Our narrator, Nathan, is a rather complex man who is in love with the birds of Indiana and a woman who epitomises the freedom of our feathered friends. He is perhaps only complex due to the scattered way in which his story is told. Because of the structure of the ‘novel’ we see lots of moments from Nathan’s life, but each one is rather surreal and almost farcical. That isn’t necessarily a bad thing, but it does make for a more confusing read than if it was more formally arranged.

The topics range from exploring the wilderness for birds to boat trips into lakes and capturing snapping turtles, from the trials of marriage to the trials of drug taking roomates. There are bird facts to be learned and anecdotes to be enjoyed but it lacks cohesion. While Kimberling’s stories are funny, witty and sweet and his writing is smart and solid, there always felt as if there was something missing. It’s an entertaining book, it’s intelligent and I laughed out loud many times but it didn’t steal my heart. I didn’t put it down thinking that I would recommend it to everyone I meet (unlike the rest of the Tinder Press titles I’ve read so far).

The first half of the book is very strong and grabs the reader with a grip that makes you want to read everything about this man and his life.

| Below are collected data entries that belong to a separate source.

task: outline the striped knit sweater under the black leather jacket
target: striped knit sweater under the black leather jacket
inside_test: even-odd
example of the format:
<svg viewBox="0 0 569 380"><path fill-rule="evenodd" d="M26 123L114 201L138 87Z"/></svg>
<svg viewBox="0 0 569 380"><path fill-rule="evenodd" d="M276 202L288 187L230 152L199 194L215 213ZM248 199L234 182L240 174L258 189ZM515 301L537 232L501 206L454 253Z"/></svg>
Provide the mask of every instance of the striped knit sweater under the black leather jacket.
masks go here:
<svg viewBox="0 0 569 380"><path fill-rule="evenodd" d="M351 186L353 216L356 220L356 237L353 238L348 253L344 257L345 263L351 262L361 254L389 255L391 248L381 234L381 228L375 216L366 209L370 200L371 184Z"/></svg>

The initial stories are pleasant and entertaining – they hold that small town America charm that I personally love. The second half suffers a little from pushing the farce and humour a little far. The cast that surrounds Nathan becomes rather unlikeable and the stories wander a little too aimlessly.

Having said that, I enjoyed Snapper, but it’s one of those books where I find it hard to nail down my feelings. It is hilarious in places, Nathan is a great central character and most of the plots are absurdly terrific. There are far more educated people out there who can say it better than I, but this blogger just can’t put his finger on why the book didn’t capture my mind, despite containing many of the elements I love in my fiction.

Published by Tinder Press. This book was kindly sent for review by the publisher.


The Crane Wife by Patrick Ness

9780857868718Bestselling and award winning writer Patrick Ness is probably best known for his YA writing and his ability to make me cry. While The Crane Wife takes him to different extremes, bizarrely this new novel actually holds a few similarities with his other writings. This predominately appears within the folklore feeling that abounds this story and transforms what would usually be a contemporary piece of fiction into a fairy-tale. This is magical realism at its height. Man helps Crane recover in his garden, Crane magically becomes the centre of his world as a beautiful woman. It is a story that imaginations were created for.

Ness is retelling a folk tale and placing it in the modern world. One night, George is woken in the middle of the night by an odd and misplaced sound. Upon venturing into his garden he discovers a beautifully perfect white crane that has seemingly plunged to earth after an injury. Once George helps the crane, his life will never be the same again. Kimiko walks into George’s shop and from that moment the novel becomes a surreal dreamscape that contains humour, passion and ethereal themes.

Kimiko becomes a centre point in which the plot, characters and metaphor revolves around. She is a puzzle to be unravelled within the journey from first page to last and while she appeals in many aspects, at times the vagueness of her personality can grate. In fact, the same can be said for the entire book. Ness’ writing twists and turns with grace and pirouettes through glorious prose, however there are aspects to the plot where the surreal becomes a little too much. This is mostly towards the close of the book as all the intricacies of Patrick’s ideas come to a head.

It’s an enigmatic novel that captures the heart despite the small flaws in the construction. While I floundered a little towards the tail end I still found myself utterly enamoured by the flow of the writing and the prose chosen by a talented wordsmith. The reader falls for Ness’ abilities in the same way the cast falls for Kimiko, it becomes passion between reader and writer – Between ordinary and magical.

Published by Canongate. This book was kindly sent for review by the publisher.